Avec son look soigneusement vintage (les DS, les cravates en laine, les papiers peints à fleurs, les chansons de Gainsbourg, Mike Brant ou Sheila, le clin d’oeil à Belmondo), La French permet à Jean Dujardin et à Gilles Lellouche de dessiner de solides personnages. Lellouche fait de Zampa, qui se voit comme un entrepreneur, un « méchant » d’abord très sûr de lui puis peu à peu rattrapé par le doute et la peur.
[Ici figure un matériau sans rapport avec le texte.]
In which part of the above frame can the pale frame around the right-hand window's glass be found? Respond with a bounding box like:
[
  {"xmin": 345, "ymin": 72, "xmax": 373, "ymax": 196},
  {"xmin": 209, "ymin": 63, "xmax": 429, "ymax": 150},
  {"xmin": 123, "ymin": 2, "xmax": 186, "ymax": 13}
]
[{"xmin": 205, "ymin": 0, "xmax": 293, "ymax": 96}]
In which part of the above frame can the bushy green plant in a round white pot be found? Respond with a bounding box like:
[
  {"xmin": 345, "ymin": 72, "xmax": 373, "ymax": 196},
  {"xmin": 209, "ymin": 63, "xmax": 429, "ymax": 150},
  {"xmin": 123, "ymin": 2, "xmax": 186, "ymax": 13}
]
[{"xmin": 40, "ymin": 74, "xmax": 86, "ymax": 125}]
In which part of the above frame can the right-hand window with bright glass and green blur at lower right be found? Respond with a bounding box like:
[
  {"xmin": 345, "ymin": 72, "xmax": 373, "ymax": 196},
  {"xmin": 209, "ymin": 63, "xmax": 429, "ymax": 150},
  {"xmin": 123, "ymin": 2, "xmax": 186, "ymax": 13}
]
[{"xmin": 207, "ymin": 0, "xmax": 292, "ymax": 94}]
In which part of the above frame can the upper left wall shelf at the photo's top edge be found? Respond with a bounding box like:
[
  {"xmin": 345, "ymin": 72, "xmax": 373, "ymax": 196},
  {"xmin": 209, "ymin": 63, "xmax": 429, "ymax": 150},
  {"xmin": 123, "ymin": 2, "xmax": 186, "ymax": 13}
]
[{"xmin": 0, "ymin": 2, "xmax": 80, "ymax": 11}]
En la jouant plutôt ténébreux, Dujardin profite, avec le juge Michel, d’un « matériau » de choix. « Enragé », « justicier« , « cow boy », croisé parti en mission, le juge d’instruction possède aussi sa part d’ombre. On évoque ainsi son ancienne addiction au jeu et sa femme suggère que son investissement total dans la lutte contre les trafiquants d’héroïne est une autre manière de « gagner la partie »

En 1971, William Friedkin donnait, avec French Connection, et l’enquête menée par Popeye Doyle (Gene Hackman) et Cloudy Russo (Roy Scheider), le versant new-yorkais de l’affaire. Voici, avec La French, le volet français avec le portrait d’un croisé de la justice au destin tragique. En tentant de l’acheter avec un gros paquet de billets, un truand prédisait à Pierre Michel: « Monsieur le juge, vous allez vous tuer à la tâche… »

LA FRENCH Thriller (France – 2h15) de Cédric Jimenez avec Jean Dujardin, Gilles Lellouche, Céline Sallette, Mélanie Doutey, Benoît Magimel, Guillaume Gouix, Bruno Todeschini, Moussa Maaskri, Cyril Lecomte, Bernard Blancan, Gérard Meylan, Eric Fraticelli, Féodor Atkine. Dans les salles le 3 décembre.